By Collin Gallant on March 6, 2018.
City council has rejected a committee recommendation to buy two granite buffalo to accent the entrance at the Canalta Centre.
Members voted 6-3 against the $28,000 purchase that represented the remainder of the public art budget for the now three-year-old arena.
Instead, the decision is to earmark the money to augment the budget of other art projects in the future.
“I love public art and feel it’s an important part of the community… but I won’t support this,” said Coun. Kris Samraj, who argued the main purchase of a $72,000 James Marshall mural for the lobby is sufficient.
Other councillors and Mayor Ted Clugston said the public would see the purchase as city hall looking for ways to spend up to maximum budget on projects.

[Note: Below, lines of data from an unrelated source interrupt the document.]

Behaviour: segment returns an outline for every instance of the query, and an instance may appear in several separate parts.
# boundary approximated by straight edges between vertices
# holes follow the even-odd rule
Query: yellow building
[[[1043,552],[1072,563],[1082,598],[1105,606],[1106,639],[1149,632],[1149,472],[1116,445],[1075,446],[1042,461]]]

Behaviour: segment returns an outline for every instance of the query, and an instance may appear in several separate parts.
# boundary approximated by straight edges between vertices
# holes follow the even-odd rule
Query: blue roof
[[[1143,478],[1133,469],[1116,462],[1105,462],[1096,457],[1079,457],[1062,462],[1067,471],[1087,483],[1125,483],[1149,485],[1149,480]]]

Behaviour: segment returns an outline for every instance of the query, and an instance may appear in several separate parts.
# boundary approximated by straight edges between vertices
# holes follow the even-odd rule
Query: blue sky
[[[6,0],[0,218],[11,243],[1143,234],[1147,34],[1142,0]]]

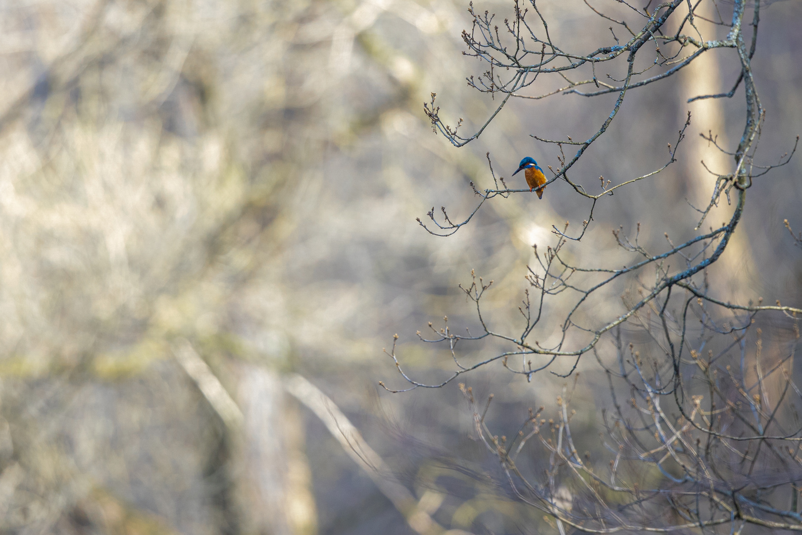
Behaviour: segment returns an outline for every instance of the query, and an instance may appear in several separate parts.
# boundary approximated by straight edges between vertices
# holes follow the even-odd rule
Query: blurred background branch
[[[569,40],[572,50],[585,55],[602,39],[623,47],[630,38],[621,25],[596,23],[598,15],[583,2],[537,6],[549,21],[549,39]],[[761,30],[751,64],[768,115],[758,155],[765,160],[754,161],[776,164],[778,155],[790,152],[802,124],[802,75],[794,59],[800,46],[795,21],[802,14],[798,2],[761,6],[760,24],[771,30]],[[617,20],[642,18],[618,2],[608,7],[593,4]],[[460,117],[449,114],[459,107],[460,128],[476,132],[503,99],[496,94],[496,75],[507,72],[493,67],[489,94],[460,82],[471,74],[480,78],[488,67],[460,55],[460,33],[473,21],[466,2],[44,0],[2,8],[3,531],[422,533],[411,522],[427,533],[568,529],[553,516],[545,520],[542,512],[533,513],[516,494],[504,465],[476,434],[456,383],[413,396],[389,395],[371,385],[383,379],[393,386],[380,358],[388,332],[400,334],[397,348],[415,377],[448,377],[452,348],[423,349],[411,334],[446,314],[454,332],[480,332],[470,310],[458,311],[466,297],[458,284],[472,269],[495,281],[483,301],[488,317],[500,326],[519,321],[510,303],[521,298],[522,283],[529,284],[522,277],[531,276],[526,266],[537,262],[532,245],[540,244],[542,257],[547,241],[557,238],[553,225],[579,235],[572,233],[593,201],[576,201],[576,189],[561,179],[540,201],[514,194],[486,203],[448,240],[420,232],[415,217],[444,199],[454,221],[454,214],[470,213],[477,200],[472,183],[480,192],[504,189],[489,172],[488,152],[496,178],[509,176],[529,155],[544,169],[561,168],[565,155],[558,146],[533,144],[530,134],[587,140],[609,116],[614,95],[555,93],[536,99],[524,97],[540,93],[519,87],[481,136],[456,151],[442,136],[431,135],[422,103],[436,92],[439,116],[456,124]],[[516,16],[508,0],[474,9],[498,13],[502,30],[503,19]],[[719,21],[716,7],[710,9],[695,18],[700,29],[712,24],[703,17]],[[728,24],[732,3],[719,2],[717,9]],[[637,33],[643,23],[628,26]],[[687,26],[685,34],[698,42]],[[726,38],[730,28],[720,29]],[[571,168],[573,184],[594,196],[603,193],[591,190],[600,176],[613,184],[645,176],[655,162],[672,157],[666,144],[675,147],[687,112],[692,113],[690,135],[678,152],[688,151],[687,158],[657,180],[600,198],[585,225],[586,249],[561,257],[566,263],[604,258],[610,265],[625,265],[631,251],[622,249],[610,229],[622,225],[620,236],[636,234],[645,209],[650,219],[642,221],[643,250],[662,250],[663,233],[676,244],[691,239],[687,229],[700,216],[688,203],[703,209],[732,162],[696,134],[712,132],[715,143],[730,150],[735,147],[728,140],[743,133],[743,81],[732,99],[686,103],[733,87],[740,71],[737,63],[715,55],[721,51],[706,51],[679,69],[676,80],[634,91],[616,120],[643,128],[614,122]],[[541,52],[531,57],[537,61]],[[561,79],[545,89],[558,91],[583,80],[568,89],[618,87],[621,83],[606,75],[622,79],[626,72],[614,65],[597,64],[595,72],[585,65],[578,82]],[[638,65],[635,72],[648,67]],[[699,87],[700,80],[711,87]],[[699,170],[701,160],[715,176]],[[759,306],[777,299],[782,307],[797,306],[802,264],[783,220],[792,229],[802,227],[799,181],[790,180],[799,176],[799,165],[792,159],[755,180],[740,233],[700,273],[718,283],[721,302],[748,306],[752,299],[759,306]],[[523,181],[507,185],[524,188]],[[721,209],[714,206],[706,224],[719,228],[726,219]],[[565,221],[572,221],[569,229]],[[628,302],[638,285],[628,287]],[[606,314],[621,300],[606,294],[593,310]],[[713,321],[701,306],[690,310]],[[549,333],[560,331],[551,322],[559,314],[546,312],[545,334],[533,339],[551,344]],[[654,334],[662,327],[654,325],[658,312],[644,306],[633,319],[651,326]],[[742,333],[734,318],[715,322],[719,330],[734,330],[735,347],[747,357],[738,381],[751,401],[732,383],[733,403],[742,403],[752,425],[755,411],[767,436],[779,433],[772,429],[780,413],[771,419],[767,407],[774,410],[782,395],[783,370],[790,379],[796,373],[787,359],[790,351],[780,343],[793,336],[793,322],[768,322],[779,330],[760,326],[767,333],[760,361],[765,387],[752,387],[758,384],[755,330]],[[776,339],[767,338],[777,332]],[[618,363],[618,350],[610,347],[607,353],[600,348],[599,356]],[[626,342],[623,347],[626,353]],[[711,347],[713,359],[725,347]],[[704,359],[707,349],[699,351]],[[489,341],[456,348],[472,363],[496,350]],[[634,351],[646,359],[646,349]],[[707,366],[707,360],[690,359],[699,370]],[[599,379],[584,366],[584,387],[571,398],[577,408],[571,432],[580,453],[585,448],[601,457],[597,432],[604,421],[596,407],[614,407],[606,372],[599,371]],[[500,370],[501,363],[477,370],[466,388],[473,387],[476,399],[496,392],[480,412],[491,436],[500,440],[513,433],[499,430],[518,429],[529,407],[548,404],[551,410],[564,380],[541,375],[547,379],[529,383],[496,373]],[[625,373],[632,377],[630,369]],[[294,374],[321,394],[300,401],[287,395]],[[626,379],[618,379],[617,387],[626,391]],[[308,407],[317,403],[319,409],[326,399],[339,407],[340,427],[358,429],[353,436],[362,436],[382,460],[387,468],[373,477],[391,484],[396,498],[380,492],[354,463],[353,450],[339,442],[342,433],[330,432],[331,413],[321,419]],[[650,416],[659,416],[638,399]],[[709,418],[709,407],[703,408]],[[701,415],[697,411],[693,420],[699,425]],[[543,416],[549,417],[560,421],[557,413]],[[789,422],[782,422],[784,429],[791,428]],[[760,455],[767,451],[773,452],[763,446]],[[524,475],[525,455],[516,465]],[[552,500],[549,507],[580,496],[568,486],[554,488],[562,501]],[[783,496],[790,501],[788,488]],[[767,506],[755,496],[743,497],[758,504],[744,507]],[[395,502],[410,505],[399,512]]]

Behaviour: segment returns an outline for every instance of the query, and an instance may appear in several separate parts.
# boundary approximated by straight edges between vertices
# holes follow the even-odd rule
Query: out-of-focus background
[[[582,2],[539,6],[564,47],[612,44],[608,22]],[[512,2],[475,7],[500,23]],[[467,214],[468,182],[490,184],[488,151],[505,177],[525,156],[557,165],[555,148],[529,135],[585,139],[614,99],[512,102],[477,141],[453,148],[423,113],[430,92],[466,128],[496,104],[466,87],[485,69],[460,53],[467,8],[0,4],[3,533],[413,533],[435,529],[430,521],[471,533],[549,529],[492,484],[456,384],[399,395],[377,385],[404,386],[382,352],[395,333],[411,373],[442,379],[449,353],[416,342],[415,330],[445,314],[454,328],[476,325],[457,288],[472,269],[496,282],[496,320],[513,321],[532,245],[552,241],[552,225],[586,217],[557,182],[542,201],[496,199],[450,238],[415,222],[441,205]],[[759,151],[776,163],[802,130],[802,4],[770,3],[761,19]],[[587,257],[618,258],[618,225],[641,221],[654,247],[664,232],[692,232],[686,199],[703,205],[714,180],[699,161],[728,164],[698,133],[712,130],[731,149],[743,121],[740,93],[686,103],[729,91],[737,61],[715,54],[632,94],[577,168],[575,180],[593,186],[600,175],[656,168],[693,113],[679,163],[600,204]],[[725,294],[799,302],[802,251],[783,220],[802,229],[800,161],[750,190],[738,237],[712,271]],[[299,376],[375,453],[343,447],[326,411],[322,419],[288,392]],[[496,394],[500,435],[565,383],[543,374],[528,383],[500,364],[466,380]],[[588,407],[604,403],[593,384],[581,392]],[[595,411],[585,417],[589,443]],[[384,492],[354,453],[381,457]],[[418,517],[399,510],[387,481],[419,501]]]

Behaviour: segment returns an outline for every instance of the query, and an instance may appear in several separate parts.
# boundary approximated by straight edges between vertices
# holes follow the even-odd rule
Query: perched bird
[[[535,161],[534,158],[526,156],[520,160],[520,164],[518,166],[518,170],[512,173],[514,176],[518,171],[525,169],[524,176],[526,176],[526,184],[529,186],[529,191],[531,192],[535,188],[537,188],[537,198],[543,198],[543,190],[546,187],[543,184],[546,183],[546,176],[543,174],[543,169],[537,166],[537,162]]]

Councillors Julie Friesen, Jim Turner and Robert Dumanowski voted against the cancellation, saying a cancellation devalued the work of a volunteer selection committee, and it was “too late in the game,” according to Turner.

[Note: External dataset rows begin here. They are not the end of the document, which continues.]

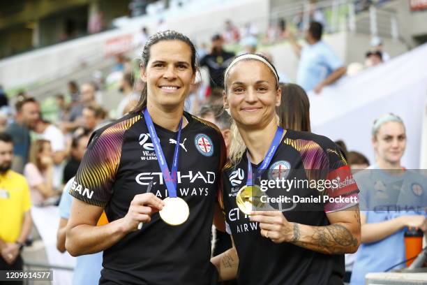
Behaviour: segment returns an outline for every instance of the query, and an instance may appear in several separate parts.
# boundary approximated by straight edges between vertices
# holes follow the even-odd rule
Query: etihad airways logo
[[[200,182],[204,184],[214,184],[215,183],[215,173],[211,171],[207,171],[204,174],[200,171],[188,171],[186,173],[178,171],[177,173],[177,181],[178,183]],[[165,184],[163,175],[160,172],[140,173],[136,176],[135,180],[140,185],[148,185],[151,180],[153,180],[153,184],[157,184],[157,182],[160,185]]]
[[[89,199],[92,198],[92,196],[93,195],[93,191],[90,191],[87,188],[84,187],[83,189],[83,187],[78,184],[75,180],[73,182],[73,185],[71,185],[71,190],[75,192],[79,192],[79,193],[83,196],[86,196]]]

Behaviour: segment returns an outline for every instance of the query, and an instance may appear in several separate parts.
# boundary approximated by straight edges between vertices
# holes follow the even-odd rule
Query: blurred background
[[[51,197],[57,197],[78,167],[87,142],[81,142],[80,153],[79,140],[121,117],[137,99],[143,87],[139,59],[150,35],[174,29],[197,45],[204,67],[186,108],[197,115],[200,106],[222,100],[211,80],[215,71],[206,63],[216,47],[234,54],[263,52],[280,81],[296,82],[301,67],[293,44],[305,44],[305,31],[313,21],[322,24],[322,38],[345,72],[320,92],[306,89],[312,131],[341,140],[347,149],[374,161],[370,127],[375,118],[391,112],[407,128],[403,165],[426,168],[425,0],[0,1],[0,129],[16,121],[17,103],[35,99],[40,116],[26,119],[36,121],[27,125],[32,141],[50,126],[59,131],[51,136],[51,152],[44,154],[54,160],[56,194]],[[222,64],[225,60],[218,57]],[[31,269],[57,269],[56,284],[66,284],[75,261],[55,247],[57,210],[45,207],[56,202],[44,199],[33,207],[36,229],[24,259]],[[53,218],[47,222],[49,217]]]

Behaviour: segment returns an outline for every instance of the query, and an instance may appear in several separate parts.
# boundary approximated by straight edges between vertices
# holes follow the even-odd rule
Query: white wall
[[[191,8],[191,7],[189,7]],[[223,30],[225,20],[244,23],[248,19],[260,19],[267,25],[269,0],[234,0],[213,1],[204,10],[181,10],[165,18],[164,27],[174,29],[189,36],[209,41],[215,32]],[[208,10],[209,9],[209,10]],[[132,38],[144,25],[156,31],[160,17],[142,17],[128,21],[119,29],[105,31],[48,48],[17,55],[0,61],[0,82],[6,89],[54,79],[78,69],[82,62],[89,64],[102,60],[108,43],[114,38],[128,35]],[[264,21],[264,22],[263,22]],[[116,47],[126,48],[126,38],[121,38]],[[197,40],[197,39],[196,39]],[[128,44],[130,48],[130,45]]]
[[[343,140],[349,150],[361,152],[373,163],[373,121],[382,114],[394,112],[406,126],[403,166],[418,169],[426,159],[421,159],[421,154],[427,155],[427,145],[421,145],[422,133],[427,131],[423,129],[427,99],[425,66],[427,44],[325,87],[320,95],[309,94],[313,131],[334,140]]]

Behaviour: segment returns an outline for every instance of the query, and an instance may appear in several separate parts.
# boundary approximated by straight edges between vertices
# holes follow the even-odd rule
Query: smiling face
[[[194,82],[191,48],[181,41],[161,41],[150,48],[150,59],[141,71],[147,84],[147,103],[163,108],[183,105]]]
[[[237,125],[262,129],[276,116],[280,89],[270,68],[258,60],[242,60],[227,73],[224,104]]]
[[[405,127],[398,122],[384,123],[373,138],[373,145],[379,160],[399,163],[406,147]]]

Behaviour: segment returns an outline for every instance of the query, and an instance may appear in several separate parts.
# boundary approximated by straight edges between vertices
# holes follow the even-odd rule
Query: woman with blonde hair
[[[350,280],[354,285],[365,284],[368,272],[404,267],[405,231],[427,231],[427,180],[402,164],[407,142],[402,119],[380,116],[372,126],[371,142],[375,163],[354,175],[360,187],[361,244]]]
[[[355,183],[335,191],[331,186],[324,189],[329,196],[347,198],[348,203],[327,200],[289,207],[285,203],[280,208],[263,198],[320,196],[320,187],[260,190],[265,182],[314,179],[310,170],[322,175],[315,182],[351,177],[339,149],[324,136],[279,126],[278,76],[263,56],[236,57],[225,71],[225,107],[235,129],[221,197],[234,247],[212,259],[220,278],[237,277],[239,284],[249,285],[342,284],[344,254],[354,252],[360,238]],[[243,151],[236,146],[238,135],[246,147]],[[265,194],[255,196],[260,191]]]
[[[30,147],[29,162],[24,168],[24,175],[28,181],[34,205],[43,205],[55,196],[53,166],[50,142],[46,140],[33,141]]]

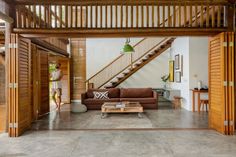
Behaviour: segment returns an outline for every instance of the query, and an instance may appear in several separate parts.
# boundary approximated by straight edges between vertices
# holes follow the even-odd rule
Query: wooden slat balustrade
[[[105,66],[102,70],[90,77],[86,82],[87,84],[93,83],[94,88],[101,88],[106,83],[111,81],[114,77],[118,76],[127,68],[132,68],[135,63],[138,63],[161,44],[168,41],[169,38],[144,38],[136,45],[134,45],[135,52],[128,55],[122,54],[113,60],[110,64]]]
[[[219,30],[227,28],[225,21],[228,15],[225,10],[232,5],[224,0],[147,1],[146,3],[143,1],[76,3],[75,1],[73,4],[40,2],[37,4],[16,1],[16,28],[14,29],[16,32],[28,30],[26,33],[37,33],[37,29],[45,31],[52,29],[122,31],[142,28],[149,28],[152,31],[163,28]]]

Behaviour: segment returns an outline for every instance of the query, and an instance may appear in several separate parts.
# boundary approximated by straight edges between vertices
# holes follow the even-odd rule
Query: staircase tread
[[[142,56],[142,58],[136,61],[133,64],[132,68],[131,66],[129,66],[126,70],[124,70],[118,76],[113,77],[112,81],[110,81],[109,84],[106,84],[104,88],[114,88],[117,85],[119,85],[123,80],[127,79],[131,74],[136,72],[136,70],[139,69],[140,66],[146,65],[149,62],[149,60],[152,60],[153,58],[163,53],[164,50],[166,50],[167,48],[171,46],[171,44],[174,42],[175,39],[176,39],[175,37],[168,38],[164,43],[160,44],[156,49],[145,54],[144,56]]]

Friesen said the policy is in place to depoliticize art purchases, but that she’s willing to discuss what to do when major pieces are less than full budget.
“The better option is to look at the policy and see if this is how we want to continue buying art,” she said.
Last week, council’s public services committee heard the pair of stone, three-foot-tall statues by northern Alberta artist Stewart Stienhauer, were selected by the volunteer Public Art Committee, which is made up of local artists.
That group twice put out tenders seeking proposals from artists over two years, but did not receive appropriate submissions. Eventually chose the statues from existing pieces on the art market and chose the buffalo in part because of their place in the Cree Saamis origin story.
“I don’t think they are site specific, and don’t work well in front of a massive building,” said Samraj, who felt money the remaining $28,000 from the $100,000 art budget for the building was too small to garner much attention.
“I think they (the selection committee) weren’t dealt a very good hand.”
Coun. Phil Turnbull said there should be not disrespect for the committee, but they felt the perception is that the city looks for ways to spend money.
“The public sees that we had $100,000 to spend, we got a mural for $72,000 and now we’re running around trying to spent $28,000,” he said.
Coun. Jamie McIntosh said “it’s fantastic art, but it’s an issue of public perception.”
Chief administrator Merete Heggelund said the money can be allocated according to council’s decision, but the item represented the final outstanding budget item for the Canalta construction, which was largely completed in mid 2015.